Changes in Networking Behavior when Employees Work from Home: The Role of Network Perception and Proactive Work Behavior
People’s workplace relationships affect a range of important organizational outcomes (Hollenbeck & Jamieson, 2015) and building and maintaining relationships with others is a vital part of one’s job. However, government regulations to handle the COVID-19 pandemic forced employees in Western Europe to work from home, drastically reducing the opportunity to informally meet colleagues. Prior research suggests that people respond to uncertainty and threat by either “widening” or “winnowing” their social networks (Smith, Menon, & Thompson, 2012; Woehler et al., 2021). When employees winnow their social networks by reducing the number and frequency of social interactions, they also reduce their access to valuable opportunities (Burt, 1992).
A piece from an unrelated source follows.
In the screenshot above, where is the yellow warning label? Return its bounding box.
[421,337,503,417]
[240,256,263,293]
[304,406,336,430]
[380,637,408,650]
Thus, identifying why employees widen or winnow their workplace social networks in response to a working from home situation—such as the one caused by the COVID-19 pandemic—is a vital, yet understudied undertaking
To test our hypotheses, we collected rich longitudinal social network data at a professional service firm headquartered in the Netherlands between 2019 and 2021. The organization’s employees were forced to work from home to the Dutch regulations to curb the spread of the COVID-19 virus, which enabled us to study the change in networking behavior that resulted from the working from home situation. Our analyses show that proactive work behavior has a positive effect on and is a necessary condition for network change. This effect is moderated by network perception, such that this effect is only positive when employees do not perceive a negative effect of the working from home situation on their workplace social networks.